The final step is to create space and time within your life for yourself. For me, that time comes early in the mornings before my family wakes and after work when the family is busy with homework, practice, chores, and other activities that don’t involve everyone. If lunch is your thing, then by all means try and escape to a gym, park, or pool. If you find yourself stuck in a rut of running out to the nearest fast food restaurant each day, I suggest you re-think it.

Working in a veterinary clinic is hyperkinetic and spontaneous—you never know when an emergency or crisis will appear. I absolved myself years ago that lunch would be a luxury.

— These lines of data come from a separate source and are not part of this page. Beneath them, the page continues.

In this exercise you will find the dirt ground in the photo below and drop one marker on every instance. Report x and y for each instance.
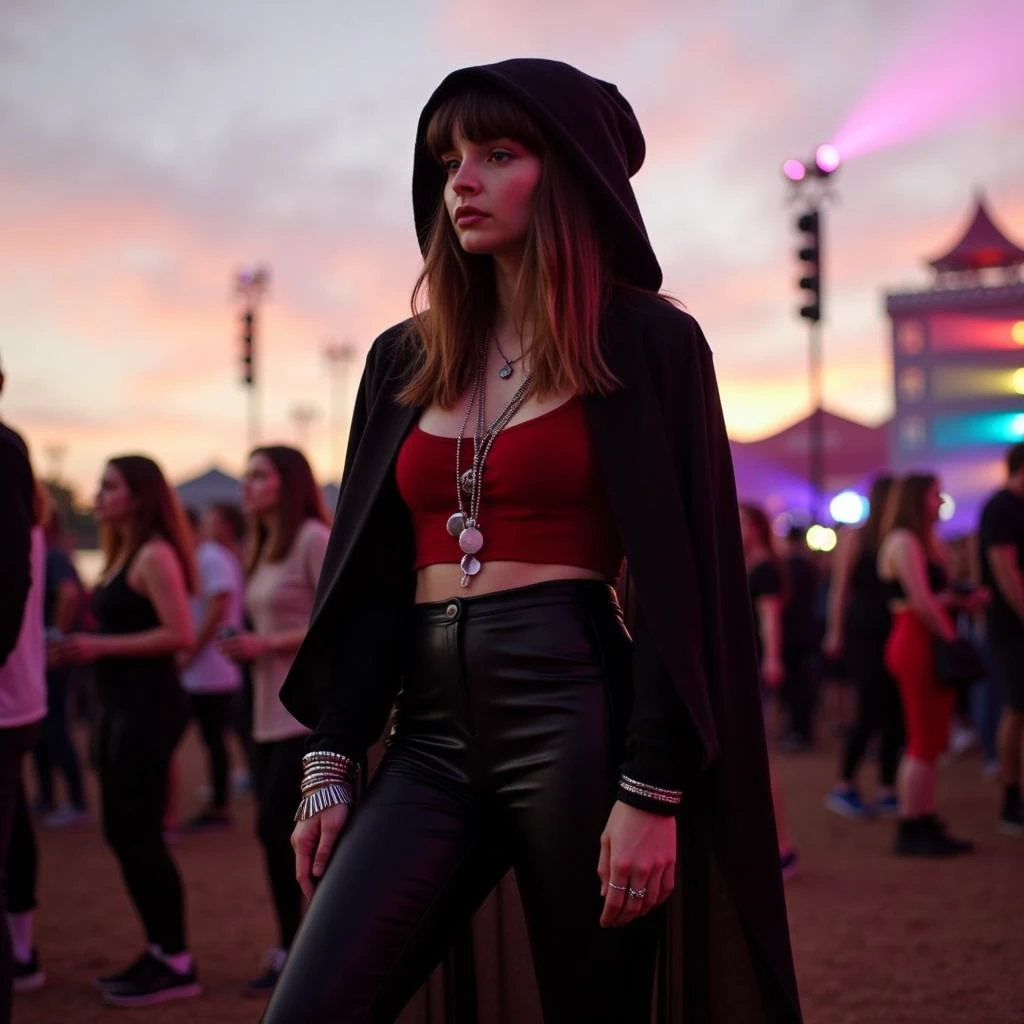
(877, 939)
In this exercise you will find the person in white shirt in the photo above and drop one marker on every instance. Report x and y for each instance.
(211, 679)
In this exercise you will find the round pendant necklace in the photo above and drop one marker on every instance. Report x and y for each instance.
(506, 372)
(465, 524)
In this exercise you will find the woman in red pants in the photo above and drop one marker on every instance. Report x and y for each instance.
(912, 566)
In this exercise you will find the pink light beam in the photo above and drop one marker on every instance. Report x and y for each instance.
(965, 62)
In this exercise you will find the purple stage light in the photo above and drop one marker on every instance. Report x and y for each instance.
(795, 170)
(826, 158)
(952, 65)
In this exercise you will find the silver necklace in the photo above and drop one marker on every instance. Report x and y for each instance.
(465, 524)
(506, 372)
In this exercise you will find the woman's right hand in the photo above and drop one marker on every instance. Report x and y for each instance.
(313, 842)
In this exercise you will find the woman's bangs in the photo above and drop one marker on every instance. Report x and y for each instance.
(481, 115)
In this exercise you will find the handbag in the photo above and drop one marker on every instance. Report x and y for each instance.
(957, 663)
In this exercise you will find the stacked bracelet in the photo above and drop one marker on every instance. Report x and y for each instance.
(673, 797)
(327, 779)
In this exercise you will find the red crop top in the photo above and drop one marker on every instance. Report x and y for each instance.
(544, 501)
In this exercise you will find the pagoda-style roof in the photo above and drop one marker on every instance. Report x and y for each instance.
(982, 246)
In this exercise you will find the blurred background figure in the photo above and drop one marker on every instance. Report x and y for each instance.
(913, 568)
(857, 630)
(1001, 542)
(141, 607)
(210, 678)
(55, 753)
(288, 539)
(23, 707)
(801, 643)
(225, 523)
(765, 576)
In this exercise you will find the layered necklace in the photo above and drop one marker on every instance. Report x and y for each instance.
(465, 524)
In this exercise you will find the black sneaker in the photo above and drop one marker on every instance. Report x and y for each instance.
(158, 982)
(125, 977)
(1012, 819)
(29, 975)
(273, 964)
(926, 837)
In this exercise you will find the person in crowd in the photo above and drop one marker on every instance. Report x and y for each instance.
(224, 523)
(912, 566)
(766, 579)
(141, 607)
(210, 678)
(55, 751)
(548, 415)
(857, 629)
(23, 708)
(1001, 544)
(801, 643)
(288, 538)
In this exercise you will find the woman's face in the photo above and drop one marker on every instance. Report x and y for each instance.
(114, 503)
(933, 502)
(489, 194)
(260, 486)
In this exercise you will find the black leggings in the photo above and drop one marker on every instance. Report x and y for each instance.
(213, 713)
(505, 755)
(879, 707)
(133, 750)
(278, 774)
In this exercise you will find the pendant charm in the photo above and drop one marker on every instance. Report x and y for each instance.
(470, 541)
(456, 523)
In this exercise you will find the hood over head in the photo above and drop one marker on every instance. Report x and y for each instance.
(588, 123)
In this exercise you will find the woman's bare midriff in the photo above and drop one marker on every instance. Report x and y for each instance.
(438, 583)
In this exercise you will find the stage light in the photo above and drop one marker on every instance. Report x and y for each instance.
(795, 170)
(826, 158)
(821, 538)
(848, 508)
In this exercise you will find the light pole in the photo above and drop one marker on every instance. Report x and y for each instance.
(251, 285)
(811, 180)
(340, 355)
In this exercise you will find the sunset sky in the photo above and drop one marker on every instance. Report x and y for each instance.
(148, 151)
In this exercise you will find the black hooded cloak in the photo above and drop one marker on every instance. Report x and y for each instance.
(664, 453)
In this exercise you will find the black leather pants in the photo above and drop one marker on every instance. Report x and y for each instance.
(505, 755)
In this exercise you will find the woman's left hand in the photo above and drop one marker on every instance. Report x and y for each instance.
(245, 646)
(638, 853)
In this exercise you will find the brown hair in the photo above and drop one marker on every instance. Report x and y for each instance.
(158, 513)
(298, 500)
(563, 275)
(870, 531)
(905, 508)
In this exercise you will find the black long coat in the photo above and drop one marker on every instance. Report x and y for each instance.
(664, 453)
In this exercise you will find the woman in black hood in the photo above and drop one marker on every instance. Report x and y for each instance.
(548, 425)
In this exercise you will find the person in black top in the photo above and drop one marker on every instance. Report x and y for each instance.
(801, 639)
(141, 605)
(857, 630)
(766, 578)
(1001, 543)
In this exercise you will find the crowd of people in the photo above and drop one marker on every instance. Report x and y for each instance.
(930, 637)
(540, 720)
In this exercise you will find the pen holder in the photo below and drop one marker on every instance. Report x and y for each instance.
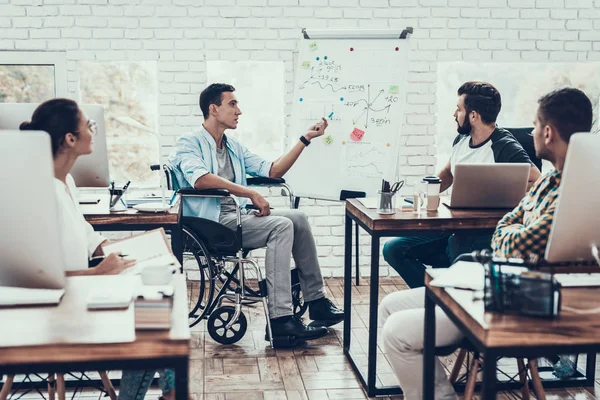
(117, 201)
(387, 203)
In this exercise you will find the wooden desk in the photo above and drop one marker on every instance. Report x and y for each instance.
(71, 338)
(132, 220)
(401, 224)
(504, 335)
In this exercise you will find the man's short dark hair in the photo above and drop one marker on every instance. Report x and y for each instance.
(568, 110)
(483, 98)
(213, 95)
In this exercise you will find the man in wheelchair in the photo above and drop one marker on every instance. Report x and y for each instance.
(207, 159)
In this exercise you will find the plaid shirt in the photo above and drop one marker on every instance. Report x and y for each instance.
(523, 233)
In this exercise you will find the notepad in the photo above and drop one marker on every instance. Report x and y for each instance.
(13, 296)
(148, 249)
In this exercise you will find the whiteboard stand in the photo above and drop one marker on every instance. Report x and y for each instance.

Since I couldn’t always control what entered my hospital, I could strive to control the time I wasn’t there (exercise in the mornings or evenings) and make healthy choices while I was (nutritious snacks and lunch). As a boss, when I must impose on my team’s lunch breaks, I’d make sure to fill it with revitalizing foods instead of sluggish slop. For the past twenty-plus years, it’s worked out pretty well.

I wish I could wave a magic wand and give every veterinary team member set hours, fixed lunch breaks, and healthy foods. While I don’t have a magic wand, I take my responsibility to my team very seriously. As an employer, I can try my best to schedule appropriately and efficiently. I can try to get you out for lunch as much as possible, but, hey, this is reality. Not gonna happen all the time. Further, I can’t prevent you from gulping down a heaping of fat, salt, and sugar when you leave. As for eating healthy foods, that’s a choice we each make. I can guide and exhibit the behaviors I’d like you to follow, but that’s about it.

Beating the workplace blues is simply about making healthier choices. It’s not about time—it’s not about culinary expertise. In fact, there are very few good excuses for making lousy choices. What you can do is eat your veggies, exercise more, make yourself a priority, and commit to living your one and only life to the fullest—vigorously, energetically, and passionately.

So what changes are you going to make today? It’s your choice.